Ettin-150m Food or Drink Classifier
A 150M parameter binary text classifier fine-tuned to detect food or drink content in image captions. Built for high-throughput inference on billion-scale datasets.
Performance
| Metric | Value |
|---|---|
| Accuracy | 0.9462 |
| F1 | 0.9475 |
| Precision | 0.9424 |
| Recall | 0.9527 |
| Throughput | 5,874 rows/s (fp16, NVIDIA GeForce RTX 4090) |
| 1B rows ETA | ~47.3 hours |
Confusion matrix
| Pred: food/drink | Pred: not food/drink | |
|---|---|---|
| True: food/drink | 159,311 | 7,913 |
| True: not food/drink | 9,733 | 151,130 |
Throughput benchmark (NVIDIA GeForce RTX 4090)
| Batch Size | Rows/s | Elapsed | Peak VRAM | Status |
|---|---|---|---|---|
| 128 | 7,513 | 43.7s | 0.68 GB | ✓ |
| 256 | 8,555 | 38.4s | 1.05 GB | ✓ |
| 512 | 8,154 | 40.2s | 1.80 GB | ✓ |
| 1024 | 8,038 | 40.8s | 3.31 GB | ✓ |
| 2048 | 7,956 | 41.2s | 6.32 GB | ✓ |
| 4096 | 7,747 | 42.4s | 12.34 GB | ✓ |
| 8192 | — | — | — | OOM |
Usage
from transformers import pipeline
classifier = pipeline(
"text-classification",
model="mrdbourke/ettin-150m-food-or-drink-classifier",
device="cuda", # or "cpu"
torch_dtype="float16" # for faster inference
)
# Single prediction
result = classifier("A bowl of ramen with soft-boiled egg and nori")
print(result)
# [{'label': 'food_or_drink', 'score': 0.9995}]
# Batch prediction
texts = [
"A glass of red wine next to a cheese board",
"A yellow tractor driving over a grassy hill",
"Fresh squeezed orange juice with ice",
"A laptop computer on a wooden desk",
]
results = classifier(texts, batch_size=512)
for text, r in zip(texts, results):
print(f"{r['label']:<20s} {r['score']:.4f} {text}")

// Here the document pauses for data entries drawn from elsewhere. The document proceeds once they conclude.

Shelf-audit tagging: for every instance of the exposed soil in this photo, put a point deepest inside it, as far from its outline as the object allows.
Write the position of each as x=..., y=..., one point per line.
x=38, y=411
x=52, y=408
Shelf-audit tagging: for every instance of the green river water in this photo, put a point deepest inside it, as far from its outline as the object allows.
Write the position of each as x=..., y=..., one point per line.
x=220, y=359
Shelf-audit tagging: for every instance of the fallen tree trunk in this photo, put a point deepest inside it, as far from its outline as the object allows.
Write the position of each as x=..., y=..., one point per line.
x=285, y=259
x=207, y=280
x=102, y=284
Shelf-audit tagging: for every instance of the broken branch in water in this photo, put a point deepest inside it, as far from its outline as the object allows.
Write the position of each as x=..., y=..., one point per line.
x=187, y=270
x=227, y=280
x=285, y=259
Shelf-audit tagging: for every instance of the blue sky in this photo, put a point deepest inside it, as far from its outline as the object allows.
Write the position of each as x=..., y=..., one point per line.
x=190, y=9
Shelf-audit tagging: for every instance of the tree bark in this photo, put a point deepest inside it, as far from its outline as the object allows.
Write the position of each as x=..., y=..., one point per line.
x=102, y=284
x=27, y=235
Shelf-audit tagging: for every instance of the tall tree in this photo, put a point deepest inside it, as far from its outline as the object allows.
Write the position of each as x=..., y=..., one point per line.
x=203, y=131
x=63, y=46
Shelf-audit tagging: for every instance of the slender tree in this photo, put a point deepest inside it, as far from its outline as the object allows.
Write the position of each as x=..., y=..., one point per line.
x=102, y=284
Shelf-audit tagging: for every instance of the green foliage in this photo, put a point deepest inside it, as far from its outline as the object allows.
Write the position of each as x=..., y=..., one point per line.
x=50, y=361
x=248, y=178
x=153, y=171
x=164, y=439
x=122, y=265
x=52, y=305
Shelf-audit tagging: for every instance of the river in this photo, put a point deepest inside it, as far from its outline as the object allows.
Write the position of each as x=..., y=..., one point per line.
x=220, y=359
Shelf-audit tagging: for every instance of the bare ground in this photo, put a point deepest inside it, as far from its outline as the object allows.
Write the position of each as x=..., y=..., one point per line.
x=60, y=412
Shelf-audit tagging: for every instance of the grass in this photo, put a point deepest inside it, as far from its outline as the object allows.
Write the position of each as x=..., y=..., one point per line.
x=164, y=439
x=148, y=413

PyTorch direct inference (maximum throughput)
import torch
from transformers import AutoTokenizer, AutoModelForSequenceClassification
tokenizer = AutoTokenizer.from_pretrained("mrdbourke/ettin-150m-food-or-drink-classifier")
model = AutoModelForSequenceClassification.from_pretrained(
"mrdbourke/ettin-150m-food-or-drink-classifier",
torch_dtype=torch.float16,
).to("cuda").eval()
texts = ["A bowl of ramen", "A red car on the highway"]
inputs = tokenizer(texts, padding=True, truncation=True, max_length=512, return_tensors="pt").to("cuda")
with torch.no_grad(), torch.autocast(device_type="cuda", dtype=torch.float16):
outputs = model(**inputs)
probs = torch.softmax(outputs.logits.float(), dim=-1)
preds = torch.argmax(probs, dim=-1)
labels = ["food_or_drink", "not_food_or_drink"]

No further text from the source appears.